Anyway, the Schwinger correction term, 1/(2.Pi.137) contains 137 because of the shielding by the polarised vacuum veil.
The coupling is physically interpreted as a Pauli-exclusion principle type magnetic pairing of the real electron core with one virtual positron just outside the polarised veil. Because the spins are aligned to some extent in this process, the magnetic field which is of importance between the real electron core and the virtual electron is the transverse magnetic field, which is (unlike the polar magnetic field) shielded by the 137 factor like the electric field.

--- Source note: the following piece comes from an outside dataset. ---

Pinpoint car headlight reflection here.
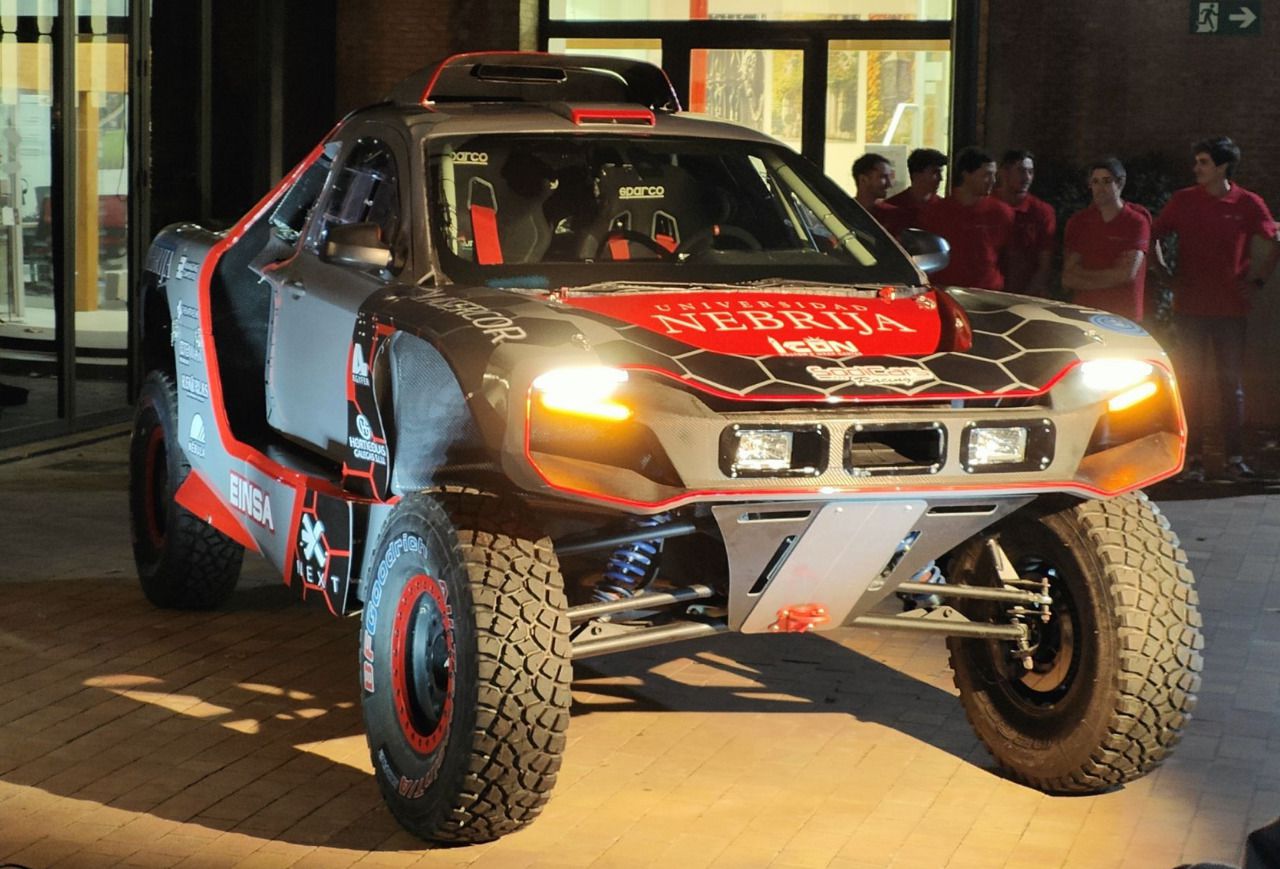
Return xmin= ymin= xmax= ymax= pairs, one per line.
xmin=534 ymin=366 xmax=631 ymax=422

So that explains why the magnetic contribution from the virtual electron is 137 times weaker than that from the real electron core: because the transverse magnetic field from the real electron core is reduced by 137 times, and that is what causes the Pauli exclusion principle spin alignment. The two other reduction factors are 2 and Pi. These are there simply because each of the two particles is a spinning loop and has its equator on the same plane to the other. The amount of field each particle sees of the other is 1/Pi of the total, because a loop has a circumference of Pi times the diameter, and only the diameter is seen edge-on, which means that only 1/Pi of the total is seen edge on. Because the same occurs for each particle, each of the two particles (the one real particle and the virtual particle), the correct reduction factor is twice this. Obviously, this is heuristic, and by itself doesn't prove anything. It is only when you add this explanation to the prediction of meson and baryon masses by the same mechanism of 137, and the force strengths derivation, that it starts to become more convincing. Obviously, it needs further work to see how much it says about further coupling corrections, but its advantage is that it is a discrete picture so you don't have to artifically and arbitrarily impose cutoffs to get rid of infinities, like those of existing (continuous integral, not discrete) QFT renormalisation.

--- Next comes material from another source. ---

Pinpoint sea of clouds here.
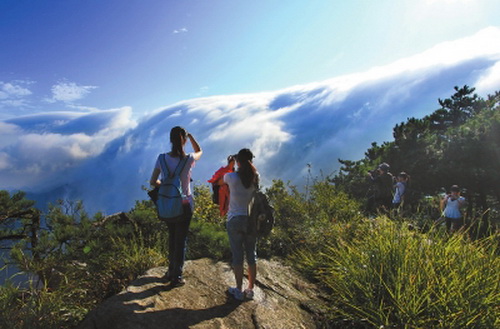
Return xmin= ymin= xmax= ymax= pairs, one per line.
xmin=0 ymin=28 xmax=500 ymax=214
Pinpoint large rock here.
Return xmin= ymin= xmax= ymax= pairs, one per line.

One think more I want to say after the latest post (a few back actually) here on deriving the strong nuclear force as 137 times Coulomb's law for low energies. The Standard Model does not indicate perfect force unification at high energy unless there is supersymmetry (SUSY), which requires superpartners which have never been observed, and whose energy is not predictable.

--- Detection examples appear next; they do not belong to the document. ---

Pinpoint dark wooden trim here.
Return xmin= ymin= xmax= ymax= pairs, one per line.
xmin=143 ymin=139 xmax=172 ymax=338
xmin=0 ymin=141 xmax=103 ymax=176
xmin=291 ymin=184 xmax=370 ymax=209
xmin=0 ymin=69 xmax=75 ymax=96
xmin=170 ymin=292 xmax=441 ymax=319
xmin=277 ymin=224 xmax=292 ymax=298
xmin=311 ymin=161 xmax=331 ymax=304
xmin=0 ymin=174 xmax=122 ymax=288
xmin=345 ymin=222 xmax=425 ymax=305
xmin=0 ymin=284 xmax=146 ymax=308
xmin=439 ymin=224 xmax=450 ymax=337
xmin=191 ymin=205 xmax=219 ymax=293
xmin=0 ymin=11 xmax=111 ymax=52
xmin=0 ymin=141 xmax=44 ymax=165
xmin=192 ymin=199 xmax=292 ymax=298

The minimal theory of supersymmetry predicts that the strong, weak and electromagnetic forces unify at 10^16 GeV. I've mentioned already that Koltick's experiments in 1997 were at 80 GeV, and that was pushing it. There is no way you can ever test a SUSY unification theory by firing particles together on this planet, since the planet isn't big enough to house or power such a massive accelerator. So you might as well be talking about UFOs as SUSY, because neither are observable scientifically in any conceivable future scenario of real science.
So let's forget SUSY and just think about the Standard Model as it stands. This shows that the strong, weak, and electromagnetic forces become almost (but not quite) unified at around 10^14 GeV, with an interaction strength around alpha of 0.02, but that electromagnetism continues to rise at higher energy, becoming 0.033 at 10^20 GeV, for example. Basically, the Standard Model without SUSY predicts that electromagnetism continues to rise as a weak (logarithmic type) function of energy, while the strong nuclear force falls. Potential energy conservation could well explain why the strong nuclear force must fall when the electromagnetic force rises. The fundamental force is not the same thing as the particle kinetic energy, remember. Normally you would expect the fundamental force to be completely distinct from the particle energy, but there are changes because the polarised vacuum veil around the core is progressively breached in higher energy impacts.